En 1522, nació un hijo mestizo que recibió el nombre de Martín y unos años más tarde la legitimación para él y sus hermanos Luis y Catalina por medio de una bula papal. Su padre le llevó consigo en su último viaje a España, en 1540, y el Emperador le aceptó en su casa como criado del príncipe Felipe. El joven se dedicó a la carrera de las armas y combatió en Alemania, Argel y las Alpujarras, donde falleció a las órdenes de otro bastardo ilustre, Juan de Austria.
Cortés le dio un marido y dos encomiendas
Pero la fortuna y los honores no ataban a los conquistadores españoles en sus palacios. Su pasión de viajar y conocer les impulsaba a correr nuevas aventuras. Hernán Cortés llevó a Marina en la expedición a las Hibueras para que ejerciese de intérprete. Entonces, su amante decidió casarse con un capitán veterano de la conquista, Juan Jaramillo, regidor del Ayuntamiento de México y rico encomendero.
Aunque solo en los cuentos de hadas los príncipes se casan con barrenderas, Marina tuvo un matrimonio de calidad y fortuna. La boda se celebró el 15 de enero de 1525 y su protector dotó a Marina con dos encomiendas. ¿Por qué actuó así Cortés?

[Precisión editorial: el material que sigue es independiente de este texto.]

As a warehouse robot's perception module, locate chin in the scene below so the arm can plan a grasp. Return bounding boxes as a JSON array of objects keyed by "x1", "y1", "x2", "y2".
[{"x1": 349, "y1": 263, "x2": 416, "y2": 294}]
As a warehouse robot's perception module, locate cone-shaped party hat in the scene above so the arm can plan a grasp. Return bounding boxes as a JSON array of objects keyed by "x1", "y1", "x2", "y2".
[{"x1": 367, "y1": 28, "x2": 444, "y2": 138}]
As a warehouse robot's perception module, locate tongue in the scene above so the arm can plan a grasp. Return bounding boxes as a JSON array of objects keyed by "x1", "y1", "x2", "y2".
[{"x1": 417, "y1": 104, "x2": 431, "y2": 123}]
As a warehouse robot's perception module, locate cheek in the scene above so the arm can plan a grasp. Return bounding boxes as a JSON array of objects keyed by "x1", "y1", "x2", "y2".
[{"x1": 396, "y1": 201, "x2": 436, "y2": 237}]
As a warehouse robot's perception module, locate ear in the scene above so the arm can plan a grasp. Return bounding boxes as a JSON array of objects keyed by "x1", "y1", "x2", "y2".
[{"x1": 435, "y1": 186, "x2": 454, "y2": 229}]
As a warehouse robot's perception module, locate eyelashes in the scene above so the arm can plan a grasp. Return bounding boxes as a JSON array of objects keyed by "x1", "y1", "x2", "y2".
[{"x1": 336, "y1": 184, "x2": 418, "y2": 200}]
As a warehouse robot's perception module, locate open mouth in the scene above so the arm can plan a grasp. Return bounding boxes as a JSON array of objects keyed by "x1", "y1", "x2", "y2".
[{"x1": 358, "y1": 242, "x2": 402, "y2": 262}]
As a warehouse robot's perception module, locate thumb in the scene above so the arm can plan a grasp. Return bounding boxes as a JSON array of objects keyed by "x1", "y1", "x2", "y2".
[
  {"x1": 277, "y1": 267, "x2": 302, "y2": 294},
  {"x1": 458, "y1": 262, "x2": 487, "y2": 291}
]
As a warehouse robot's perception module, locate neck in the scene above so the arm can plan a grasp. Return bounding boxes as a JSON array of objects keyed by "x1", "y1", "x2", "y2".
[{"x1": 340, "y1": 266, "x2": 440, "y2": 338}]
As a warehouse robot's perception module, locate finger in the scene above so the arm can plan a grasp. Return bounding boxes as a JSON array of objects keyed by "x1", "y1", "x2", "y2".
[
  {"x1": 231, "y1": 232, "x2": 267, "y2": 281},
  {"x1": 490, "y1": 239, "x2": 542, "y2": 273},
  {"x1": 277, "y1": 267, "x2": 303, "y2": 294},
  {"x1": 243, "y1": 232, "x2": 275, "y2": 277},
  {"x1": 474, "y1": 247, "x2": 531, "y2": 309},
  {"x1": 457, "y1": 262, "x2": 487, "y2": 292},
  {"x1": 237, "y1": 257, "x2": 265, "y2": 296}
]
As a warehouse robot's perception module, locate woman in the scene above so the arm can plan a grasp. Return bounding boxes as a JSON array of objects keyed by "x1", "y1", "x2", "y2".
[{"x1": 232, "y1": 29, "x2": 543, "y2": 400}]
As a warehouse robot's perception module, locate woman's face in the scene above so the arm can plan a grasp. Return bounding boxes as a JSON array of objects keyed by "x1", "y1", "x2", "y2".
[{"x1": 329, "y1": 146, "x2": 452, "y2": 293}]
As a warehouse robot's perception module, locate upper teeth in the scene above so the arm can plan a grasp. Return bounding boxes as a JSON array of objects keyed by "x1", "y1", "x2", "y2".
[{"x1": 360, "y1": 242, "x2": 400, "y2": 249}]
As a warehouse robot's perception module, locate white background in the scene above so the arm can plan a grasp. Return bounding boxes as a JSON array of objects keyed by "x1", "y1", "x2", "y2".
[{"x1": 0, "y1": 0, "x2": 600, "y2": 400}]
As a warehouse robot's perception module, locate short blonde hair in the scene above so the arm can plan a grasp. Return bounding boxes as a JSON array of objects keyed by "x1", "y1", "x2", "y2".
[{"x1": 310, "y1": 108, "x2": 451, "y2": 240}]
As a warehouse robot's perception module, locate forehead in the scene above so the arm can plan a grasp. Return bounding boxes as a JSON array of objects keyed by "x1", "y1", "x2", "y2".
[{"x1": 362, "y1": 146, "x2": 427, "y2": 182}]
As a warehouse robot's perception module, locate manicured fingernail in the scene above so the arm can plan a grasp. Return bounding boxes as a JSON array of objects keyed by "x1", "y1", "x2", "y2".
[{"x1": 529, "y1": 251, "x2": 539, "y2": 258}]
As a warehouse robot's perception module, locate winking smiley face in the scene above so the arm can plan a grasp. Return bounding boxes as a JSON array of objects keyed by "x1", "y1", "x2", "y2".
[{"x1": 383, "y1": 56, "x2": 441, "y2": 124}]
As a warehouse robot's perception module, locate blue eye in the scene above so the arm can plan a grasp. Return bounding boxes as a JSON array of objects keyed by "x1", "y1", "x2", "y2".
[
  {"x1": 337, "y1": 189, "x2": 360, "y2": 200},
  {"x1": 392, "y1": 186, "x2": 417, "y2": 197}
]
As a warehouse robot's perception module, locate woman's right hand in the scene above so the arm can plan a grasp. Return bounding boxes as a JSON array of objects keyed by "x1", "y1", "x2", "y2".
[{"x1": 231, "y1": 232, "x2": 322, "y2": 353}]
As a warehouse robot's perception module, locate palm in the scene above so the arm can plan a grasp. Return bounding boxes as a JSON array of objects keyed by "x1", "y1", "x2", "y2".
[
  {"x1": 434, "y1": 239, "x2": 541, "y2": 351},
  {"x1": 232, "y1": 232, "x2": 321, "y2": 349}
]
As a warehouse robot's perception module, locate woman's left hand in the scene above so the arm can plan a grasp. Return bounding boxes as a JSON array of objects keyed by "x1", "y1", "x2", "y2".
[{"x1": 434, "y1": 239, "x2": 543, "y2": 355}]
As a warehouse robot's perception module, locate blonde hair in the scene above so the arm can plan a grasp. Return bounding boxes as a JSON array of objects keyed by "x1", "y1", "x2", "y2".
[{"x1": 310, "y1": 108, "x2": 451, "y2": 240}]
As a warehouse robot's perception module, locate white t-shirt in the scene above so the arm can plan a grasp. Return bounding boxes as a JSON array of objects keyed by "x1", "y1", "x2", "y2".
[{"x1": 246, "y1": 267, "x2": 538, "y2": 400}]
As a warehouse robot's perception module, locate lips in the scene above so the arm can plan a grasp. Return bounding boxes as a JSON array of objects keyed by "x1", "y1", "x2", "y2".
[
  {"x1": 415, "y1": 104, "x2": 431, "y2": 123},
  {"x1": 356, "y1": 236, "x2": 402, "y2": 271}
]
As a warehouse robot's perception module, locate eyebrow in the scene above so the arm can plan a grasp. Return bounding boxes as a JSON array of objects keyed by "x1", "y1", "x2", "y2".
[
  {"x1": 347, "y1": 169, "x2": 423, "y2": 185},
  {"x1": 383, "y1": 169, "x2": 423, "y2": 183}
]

Quizás porque pensaba que el emparejamiento con una antigua esclava le dificultaría alcanzar el nombramiento de virrey; o para atenuar las sospechas de un asesinato por celos en la muerte de su esposa, ocurrida en noviembre de 1522.
En 1526, dio a luz a una hija que se llamó María. Doña Marina murió entre 1526 y 1527, en la ciudad de México, probablemente a causa de una de las epidemias de sarampión o viruela que asolaban la Nueva España.
‘Malinchismo’
Los revolucionarios mexicanos han tratado de presentarla como una traidora a la sociedad que la degradó a la condición de esclava y regalo. En México se ha elaborado el término ‘malinchismo’ definido así por Guido Gómez de Silva en su Diccionario de mexicanismos: «Complejo de apego a lo extranjero con menosprecio de lo propio». Otros la consideran traidora. Iván Vélez ha salido en su defensa: «La niña esclavizada, la amante de Cortés, tal es nuestra tesis, no pudo traicionar a una nación que, simplemente, no existía»
Y sinceramente la traición más bien la cometieron esos independentistas que han reducido México a una fracción de lo que fue. El virreinato de la Nueva España en el siglo XVIII tenía fronteras al este con China (Filipinas) al norte con Rusia (la isla de Nutka) y al oeste con el río Misisipí y la Florida. Controlaba el golfo de México y era el enlace de Europa con Asia por el Pacífico. Entre la independencia (1821) y la Venta de la Mesilla (1853) la república mexicana perdió Filipinas, Cuba, Puerto Rico, Centroamérica (la Capitanía General de Guatemala), California y todos los territorios al norte del río Grande.
Lo cierto es que doña Marina, al igual que otras muchas mujeres nativas, gracias a los españoles gozó de una libertad y un respeto que le negaron los aztecas. Ella y sus compañeras dejaron de ser bienes de comercio y propiedades de los hombres.